Announcement

Collapse
No announcement yet.
X
  • Filter
  • Time
  • Show
Clear All
new posts

  • Diff-in-diff approach when implementation of policy is "staggered"

    Hi Statalist,

    New to this forum and apologize in advance if this question already has been answered in some other post.

    Anyway, I have a longitudinal panel dataset containing observations for 290 regions, years 1985-2014. I want to investigate whether a policy that was introduced in 2002 has had an affect on voter turnout, which is the outcome variable. But, since the regions themselves decide whether or not to implement the policy, year of implementation varies for each region. Some regions never implemented the policy (untreated for all years). To clarify, 2002 was the first year regions could implement the policy.

    My treatment variable is a dummy, which takes the value 1 for all years that the region has had the policy, and 0 otherwise. Hence, treatment variable for untreated regions equals 0 for all years. I have various controls for all regions and the panel is strongly balanced.

    My thought was to tackle this with a diff-in-diff approach and to include entity and time fixed effects. However, I am a bit confused how to handle the staggered implementation in the different regions. Does anyone have any suggestions regarding code and model?

    I assume that the xtreg command is preferable for this setting?

    Best regards

  • #2
    See https://www.ipr.northwestern.edu/wor.../Day%204.2.pdf for a lucid explanation of generalized difference-in-differences modeling, which applies to your situation.

    You need a variable, call it treat, which is 1 in the group that receives the treatment (and is 1 in those observations at all times, including before treatment started) and 0 in all observations for the untreated group, another which we can call active_treatment which is 1 in the treatment group after treatment begins, but is 0 in the treatment group before treatment begins and is 0 in all observations in the control group. Then you do a fixed effects regresion that looks more or less like this:

    Code:
    xtset region
    xtreg outcome i.treat i.activetreatment i.year, fe // OR RE AS THE CASE MAY BE
    The coefficient of activetreatment is the DID estimator of the effect of treatment.

    Comment


    • #3
      Thanks for the answer!

      If I also want to evaluate the effect of policy for a certain group/cohort of regions that implemented policy in the same year, i.e. the group of regions who chose to implement in 2003 for example. How would I approach this?

      I was thinking of doing this for all of the years which have a "larger" amount of regions that implemented during that specific year.


      Comment


      • #4
        Well, I suppose I would do a separate analysis in each of those subsets. Because each of those subsets would have simultaneous implementation of the policy in the treatment group, you could revert there to the classical DID analysis.

        Comment


        • #5
          Hi All,

          I am working on a similar analysis in which I want to estimate a treatment effect within a monthly panel model where I have staggered start times. I appreciate Clyde's answer above, but am having issues obtaining results within a FE model. My variable which is coded like the variable "treat" as above is dropped from the FE model because it is "constant within group" as all observations for this variable are coded 1 for the treatment group.

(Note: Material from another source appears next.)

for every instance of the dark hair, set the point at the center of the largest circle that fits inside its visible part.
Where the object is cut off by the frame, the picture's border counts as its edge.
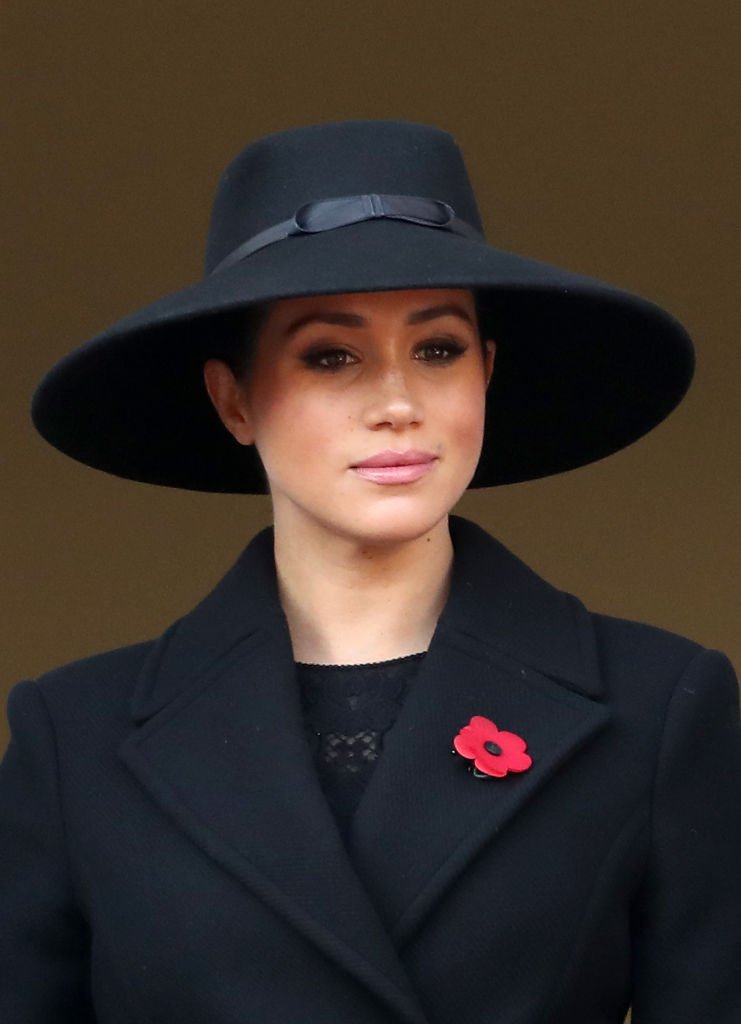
(236, 347)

          I am able to estimate a RE or PA model, however, and I am wondering if either of those are actually the estimate I am interested in. My code for the models are shown below

          "type" is equivalent to Clyde's "treat" variable above
          "treat" is equivalent to Clyde's "activetreatment" variable above

          xtset geoid
          xtpoisson shoot type i.treat i,year_month, fe //The estimate for type is dropped because it is constant within the group (geoid)
          xtpoisson shoot type i.treat i,year_month, re //Provides an estimate for both the type and treat variables.

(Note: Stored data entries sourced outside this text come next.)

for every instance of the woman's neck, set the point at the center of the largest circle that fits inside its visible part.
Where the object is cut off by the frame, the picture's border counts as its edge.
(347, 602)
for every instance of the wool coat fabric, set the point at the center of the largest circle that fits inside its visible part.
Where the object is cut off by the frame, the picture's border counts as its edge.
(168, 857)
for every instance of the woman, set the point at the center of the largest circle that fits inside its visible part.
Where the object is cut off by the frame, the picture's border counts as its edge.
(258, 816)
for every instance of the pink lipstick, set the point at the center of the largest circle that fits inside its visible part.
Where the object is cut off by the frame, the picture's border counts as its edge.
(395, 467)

          Thank you for any guidance.


          Comment


          • #6
            Yes i.type is dropped in a fixed effects model because it is constant within group. That is not a problem. The information it would otherwise provide is carried in the fixed effects themselves. If it bothers you aesthetically to see the warning about the omission, you can rerun the model leaving i.type out--the results will be in all other respects the same. Or you can just ignore it and work with what you have.

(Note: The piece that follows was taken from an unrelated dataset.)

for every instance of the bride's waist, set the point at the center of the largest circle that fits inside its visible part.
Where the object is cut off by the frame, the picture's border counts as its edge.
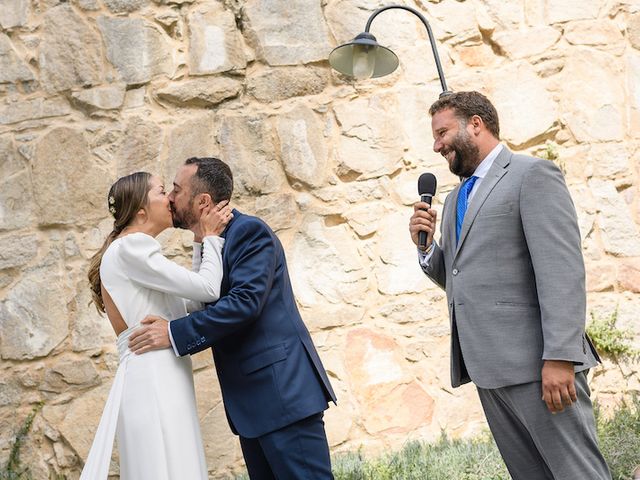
(124, 352)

            I would add that in most situations when using a DID estimator we are interested in the within-unit-of-analysis effect of the intervention, so that the fixed effects estimator is usually more appropriate than re or pa (which are blends of within- and between- effects).

            Comment


            • #7
              Thank you, Clyde for your thoughtful and rapid response.

              One more question. Would you favor this approach over another when the activetreatment variable is coded 1 for both the treatment and matched control areas and specifying an interaction term? So that:

              "type" is equivalent to your treatment variable above
              "intervention" is coded 1 for both treatment and control areas during the treatment periods for each site

              xtpoisson shoot type##implementation i.timeperiod, fe

              It seems using the interaction you could estimate the change in the DV in the control areas during the implementation period (the coefficient for the implementation variable) as well as the difference between the treated and control groups during that period (the interaction term). Am I correct in that interpretation? Or does the use of FE change this in a way that I am not understanding?

              Thank you.


              Comment


              • #8
                I'm not sure I follow you here.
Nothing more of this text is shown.